Is it possible to distill the main message from any book? Does it matter?
One of the most beautiful aspects of books are the many ways they can be read, interpreted. I remember the debates we had at my university when we were discussing various models, approaches to “read” a book: hermeneutically, feministically, queer theory, deconstruction etc. And all of a sudden, the same text could appear in many different lights, providing the reader with interesting insights into the world of the author, the characters etc.
From my university days to the present day
That was a long time ago. I left the academic world and my doctorate on Henrik Ibsen to pursue a career in what people call “Corporate America”, working for large global corporations in the field of training and development. Today, as an author, I sometimes think back on those early academic years and wonder how people look at my texts, what they take from my writing. Mind you, I’m not worthy of any academic articles. My writing just isn’t good enough for any awards or accolades. But it’s good enough to be published. I share this fate with most writers, past and present.
Needless to say, I have a story to tell in each and every one of my books. There is always one or two central questions at the core of each novel, even my short stories are driven by them. Those questions drive me to write in different genres, tackle subjects differently. Just this morning I had to put down my pen, just a few thousand words shy of concluding my latest one, as I need to learn more about fracking and the environmental risks thereof. My entire plot hinges on getting that aspect right. Sadly, the researcher whose input I need is on vacation and won’t be back until Friday. I can wait.
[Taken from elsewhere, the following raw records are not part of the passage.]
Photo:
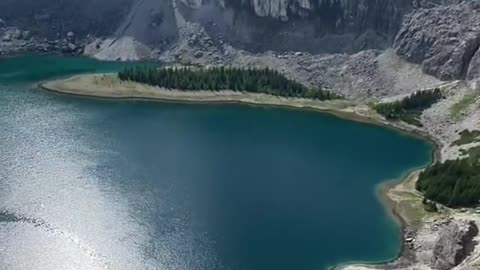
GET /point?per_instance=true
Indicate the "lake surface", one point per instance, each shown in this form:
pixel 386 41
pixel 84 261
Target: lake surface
pixel 98 184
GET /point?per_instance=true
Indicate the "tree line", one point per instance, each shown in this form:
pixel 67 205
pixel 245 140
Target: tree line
pixel 411 107
pixel 454 183
pixel 265 81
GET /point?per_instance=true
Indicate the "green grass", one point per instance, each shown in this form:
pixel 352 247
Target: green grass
pixel 467 137
pixel 458 108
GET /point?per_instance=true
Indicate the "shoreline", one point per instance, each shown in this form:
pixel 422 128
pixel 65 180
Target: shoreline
pixel 107 86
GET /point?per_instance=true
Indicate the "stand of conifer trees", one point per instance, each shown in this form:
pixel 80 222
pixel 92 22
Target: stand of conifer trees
pixel 411 107
pixel 224 78
pixel 454 183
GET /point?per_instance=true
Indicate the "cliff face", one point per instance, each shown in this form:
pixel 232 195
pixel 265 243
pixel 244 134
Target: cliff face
pixel 443 36
pixel 319 26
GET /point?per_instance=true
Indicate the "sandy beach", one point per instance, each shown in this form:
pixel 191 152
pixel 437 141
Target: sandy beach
pixel 399 196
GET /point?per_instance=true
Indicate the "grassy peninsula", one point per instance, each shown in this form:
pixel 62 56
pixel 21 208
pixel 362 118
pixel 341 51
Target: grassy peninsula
pixel 411 107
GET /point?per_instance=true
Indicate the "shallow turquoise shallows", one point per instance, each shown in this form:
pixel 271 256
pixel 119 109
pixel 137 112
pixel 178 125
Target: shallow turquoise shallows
pixel 101 184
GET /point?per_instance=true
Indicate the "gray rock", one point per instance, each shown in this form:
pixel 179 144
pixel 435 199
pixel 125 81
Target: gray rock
pixel 443 39
pixel 474 67
pixel 453 245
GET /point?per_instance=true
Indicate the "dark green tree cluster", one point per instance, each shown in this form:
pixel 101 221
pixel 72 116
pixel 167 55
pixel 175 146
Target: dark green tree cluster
pixel 224 78
pixel 454 183
pixel 411 107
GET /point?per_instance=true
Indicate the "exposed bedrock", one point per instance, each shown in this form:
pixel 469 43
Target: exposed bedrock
pixel 453 245
pixel 443 36
pixel 320 26
pixel 443 39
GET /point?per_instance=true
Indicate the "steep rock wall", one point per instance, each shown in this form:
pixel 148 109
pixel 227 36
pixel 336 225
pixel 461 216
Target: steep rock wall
pixel 320 26
pixel 443 39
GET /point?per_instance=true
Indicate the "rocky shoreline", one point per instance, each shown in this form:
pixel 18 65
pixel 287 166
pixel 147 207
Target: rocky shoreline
pixel 423 232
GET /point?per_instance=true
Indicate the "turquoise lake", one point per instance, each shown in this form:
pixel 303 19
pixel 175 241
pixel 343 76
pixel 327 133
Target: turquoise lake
pixel 101 184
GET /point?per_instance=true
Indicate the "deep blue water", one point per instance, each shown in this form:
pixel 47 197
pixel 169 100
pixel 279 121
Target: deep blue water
pixel 98 184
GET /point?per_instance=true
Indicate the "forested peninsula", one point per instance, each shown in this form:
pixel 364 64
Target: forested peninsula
pixel 265 81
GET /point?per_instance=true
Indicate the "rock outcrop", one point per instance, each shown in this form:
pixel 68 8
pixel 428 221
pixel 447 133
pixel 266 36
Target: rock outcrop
pixel 453 245
pixel 443 38
pixel 317 26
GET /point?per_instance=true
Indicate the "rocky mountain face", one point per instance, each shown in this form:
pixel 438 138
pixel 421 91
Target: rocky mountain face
pixel 442 36
pixel 319 26
pixel 444 39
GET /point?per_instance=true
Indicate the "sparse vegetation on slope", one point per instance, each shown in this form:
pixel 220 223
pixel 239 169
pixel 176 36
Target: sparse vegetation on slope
pixel 454 183
pixel 467 137
pixel 410 108
pixel 265 81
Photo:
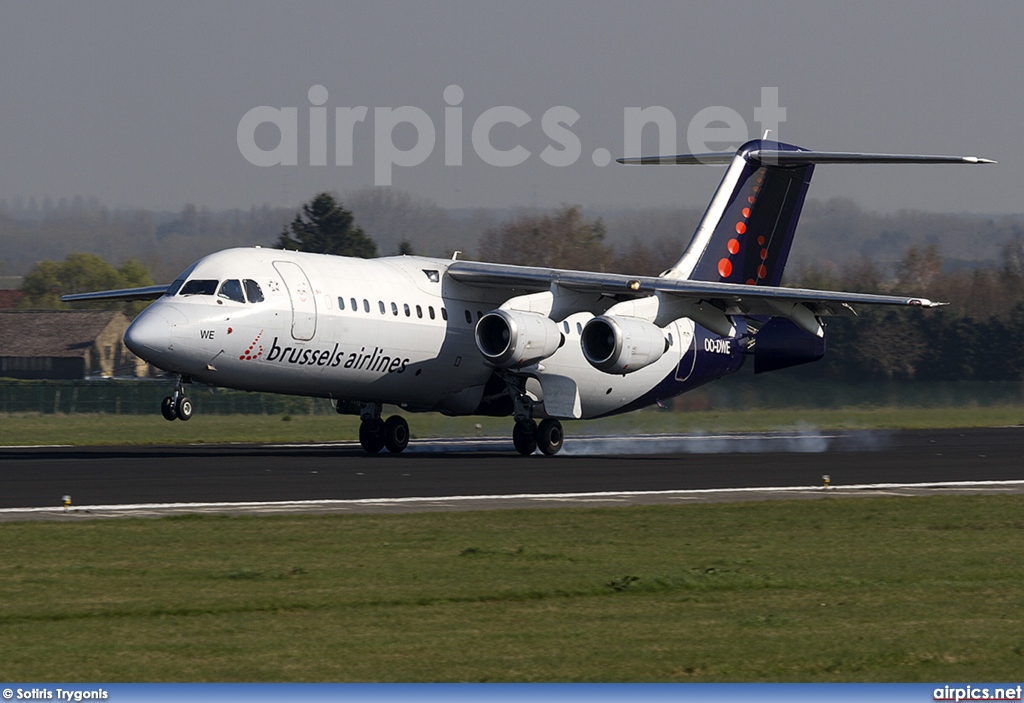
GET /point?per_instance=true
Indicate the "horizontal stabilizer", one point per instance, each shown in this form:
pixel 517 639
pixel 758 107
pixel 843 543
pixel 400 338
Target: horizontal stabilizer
pixel 144 293
pixel 802 158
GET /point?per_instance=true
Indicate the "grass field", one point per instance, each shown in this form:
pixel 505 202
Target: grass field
pixel 105 429
pixel 897 589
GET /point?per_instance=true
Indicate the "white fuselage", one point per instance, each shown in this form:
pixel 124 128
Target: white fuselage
pixel 385 331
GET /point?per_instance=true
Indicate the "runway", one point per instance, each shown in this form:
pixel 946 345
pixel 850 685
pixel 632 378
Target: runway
pixel 475 474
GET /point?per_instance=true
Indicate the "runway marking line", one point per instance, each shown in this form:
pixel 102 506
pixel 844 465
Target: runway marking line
pixel 128 508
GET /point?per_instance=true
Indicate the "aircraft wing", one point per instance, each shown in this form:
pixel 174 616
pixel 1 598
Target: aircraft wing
pixel 144 293
pixel 706 302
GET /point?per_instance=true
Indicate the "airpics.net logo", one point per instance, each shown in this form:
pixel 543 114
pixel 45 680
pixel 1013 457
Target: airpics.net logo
pixel 716 124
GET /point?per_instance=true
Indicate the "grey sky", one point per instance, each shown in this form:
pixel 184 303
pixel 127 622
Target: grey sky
pixel 139 104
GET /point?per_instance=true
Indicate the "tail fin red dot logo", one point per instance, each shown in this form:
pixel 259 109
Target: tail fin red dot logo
pixel 254 351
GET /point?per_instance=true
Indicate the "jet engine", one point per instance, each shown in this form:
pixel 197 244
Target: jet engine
pixel 622 345
pixel 512 339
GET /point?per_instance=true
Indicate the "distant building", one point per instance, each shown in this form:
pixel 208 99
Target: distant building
pixel 66 344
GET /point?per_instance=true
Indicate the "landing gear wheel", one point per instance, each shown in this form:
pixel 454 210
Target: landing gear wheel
pixel 395 434
pixel 183 408
pixel 167 408
pixel 524 437
pixel 550 437
pixel 372 435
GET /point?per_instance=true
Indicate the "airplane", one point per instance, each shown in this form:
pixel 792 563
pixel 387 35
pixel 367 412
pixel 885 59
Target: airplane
pixel 468 338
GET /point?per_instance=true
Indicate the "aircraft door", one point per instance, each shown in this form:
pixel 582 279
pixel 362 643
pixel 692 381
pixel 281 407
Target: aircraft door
pixel 303 300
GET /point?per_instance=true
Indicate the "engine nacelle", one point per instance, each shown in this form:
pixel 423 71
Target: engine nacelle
pixel 512 339
pixel 622 345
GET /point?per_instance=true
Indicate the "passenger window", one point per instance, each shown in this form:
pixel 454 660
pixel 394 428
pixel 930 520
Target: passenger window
pixel 253 292
pixel 231 290
pixel 199 287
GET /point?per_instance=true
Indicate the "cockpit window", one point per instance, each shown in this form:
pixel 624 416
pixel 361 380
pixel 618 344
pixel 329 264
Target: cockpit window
pixel 253 292
pixel 231 290
pixel 199 287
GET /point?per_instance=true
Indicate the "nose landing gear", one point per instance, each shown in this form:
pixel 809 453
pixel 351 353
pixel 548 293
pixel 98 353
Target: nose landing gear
pixel 177 405
pixel 376 434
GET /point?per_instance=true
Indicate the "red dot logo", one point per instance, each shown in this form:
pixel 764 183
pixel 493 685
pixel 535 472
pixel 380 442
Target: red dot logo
pixel 254 351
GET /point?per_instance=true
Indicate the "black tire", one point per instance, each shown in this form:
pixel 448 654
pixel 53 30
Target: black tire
pixel 167 409
pixel 395 434
pixel 372 436
pixel 183 408
pixel 550 436
pixel 524 437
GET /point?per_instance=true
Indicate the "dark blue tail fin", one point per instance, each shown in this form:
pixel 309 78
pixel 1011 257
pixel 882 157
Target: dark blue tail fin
pixel 745 234
pixel 747 231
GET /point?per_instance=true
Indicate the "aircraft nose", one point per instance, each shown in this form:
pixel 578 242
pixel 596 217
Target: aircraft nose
pixel 150 336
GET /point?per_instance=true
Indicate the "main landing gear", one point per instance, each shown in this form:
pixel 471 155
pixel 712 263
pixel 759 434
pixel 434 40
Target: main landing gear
pixel 377 434
pixel 177 405
pixel 527 436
From contemporary to fantasy
The theme for my new one is the environment and how humanity callously (my axiom) treats the earth, our natural resources and the plants and animals we share this earth with. To tell the story, to be able to get to the point I’m trying to make, without being preachy (remember “show don’t tell”) I chose to go down the road of a fantasy novel. It’s not something I’ve done before, but I believe the question lends itself to this particular genre. The new novel could also mean another departure in that I can see this becoming a series of books, or at least two, as I won’t be able to tell our protagonist’s entire story in one book.
I’ll readily admit that my books are pedagogic in nature. I am a teacher. Always have been. But what about other authors? What drives them to write books? Is it to entertain, to provide a simple escape from our real world’s grim realities, the looming threats of war? Or is it to teach, like I do? Or something else?
Does it matter?
I don’t know. Maybe it is, remembering my early uni days, less about the message the author tries to send, and more the message we get from the text? Knowing full well that our every reader will read the story differently, maybe that’s the only certainty we’ll ever get? What’s your take? Reader or writer, what do you gain from reading/writing? Feel free to pitch in. We all love our books, but why do we read them?